Julie Deane OBE unveils UK self-employment review

Cambridge Satchel Company founder wants government to provide more flexible finance solutions, better advice, and more shared work spaces

Julie Deane OBE, founder and CEO of the Cambridge Satchel Company, has published the results of her independent review of UK self-employment and has called on government to make 10 key changes to recognise “the economic potential of the self-employed”.

Commissioned by David Cameron last year, the review calls for additional support to help the UK’s 4.6 million self-employed people and looks to better understand the challenges faced by freelancers and self-employed people.

As part of the research, Deane conducted interviews with self-employed people through an online survey and said she held “extensive discussions with every part of the sector”; “not just tech start-ups but farmers, construction workers, taxi drivers, hairdressers and artists”.

In an interview with Startups.co.uk in November last year, Deane explained that self-employment had “changed her life” and shared how she had turned an idea conjured up at her kitchen table with £600 savings into a £13m global company.

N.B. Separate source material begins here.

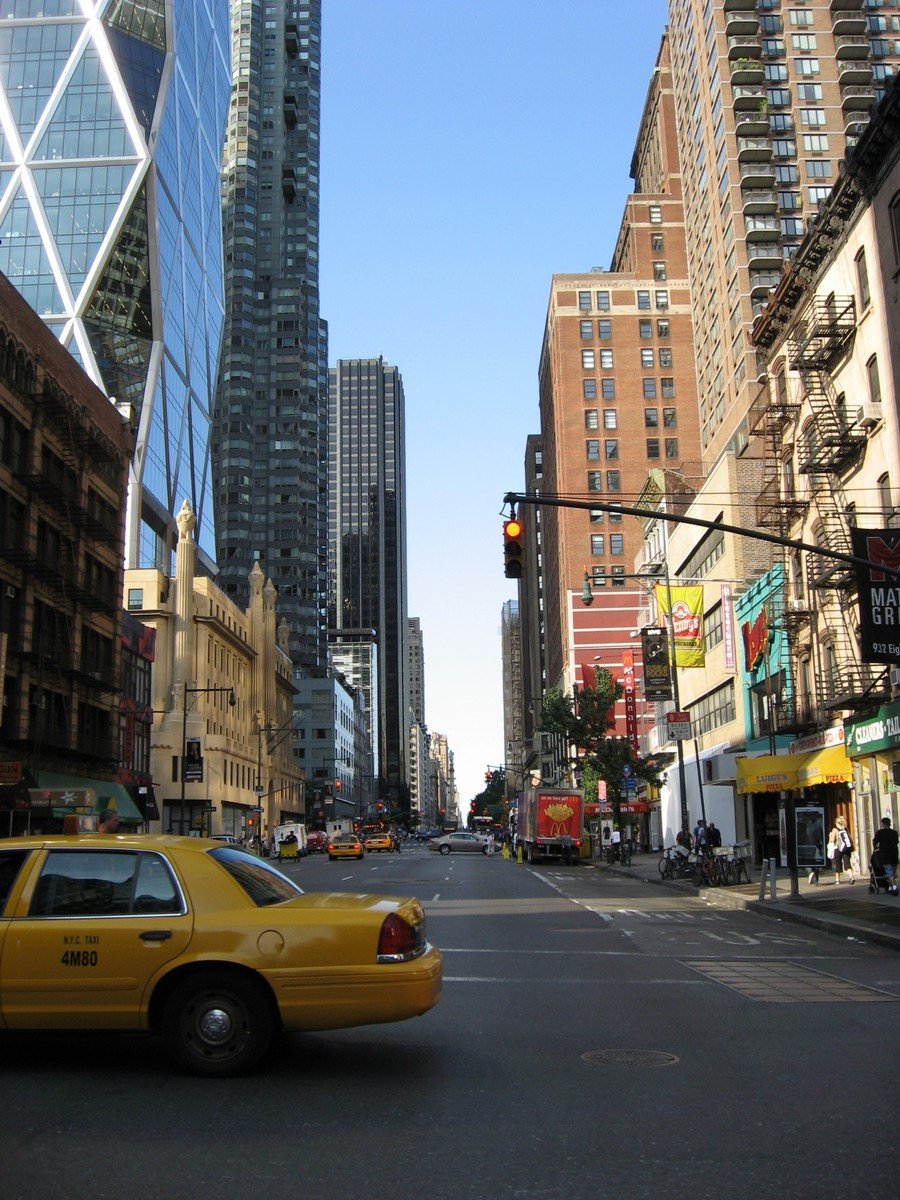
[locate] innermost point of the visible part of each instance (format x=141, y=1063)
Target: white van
x=285, y=846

Deane’s 10 recommendations, which the government will now consider, include:

  1. Better education and skills training to prepare young people for the role which self-employment might play in their future.
  2. Improved access to advice and support, including the potential development of a central web portal for the self-employed.
  3. More flexible finance solutions such as mortgages, pensions and insurance.
  4. “Equal treatment and recognition” from the government for the self-employed. This would include extending the level of maternity allowance provided to the self-employed in the first six weeks to bring it in line with statutory maternity pay and a new ‘adoption allowance’ for self-employed adopters.
  5. Better legal definition of self-employment – Deane has asked for a simple, single definition for tax and employment law so as to avoid confusion.
  6. Improved self-employment legislation and administration.
  7. Impact assessments for the self-employed.
  8. A closer look at resolving tax issues for self-employed people and the “administrative burden” this tax brings.
  9. Increased accessibility to shared work spaces across the country; local libraries and community spaces should adapt under-utilised space into shared office space.
  10. Trade and professional organisations need to advocate new technology and software for the self-employed to their members.

Deane commented: “With record numbers representing 15% of the workforce and growing, the self-employed is a diverse and important sector. Having long been part of this group I wanted my recommendations to be both practical and impactful. I believe I have accomplished that.”

On the recommendations, the prime minister added:

“Up and down the country there are millions of hard-working self-employed people and I want to make sure they get all the support and security they need to achieve their ambitions.

“We’re already helping with tax allowances, start-up support and with our ongoing commitment to cutting red tape, and given Julie Deane’s experience of starting her own successful business, she was the ideal person to shine more light on the needs of self-employed people.

“I’d like to thank Deane for her hard work in delivering this review, and her wide-ranging recommendations will be carefully considered.”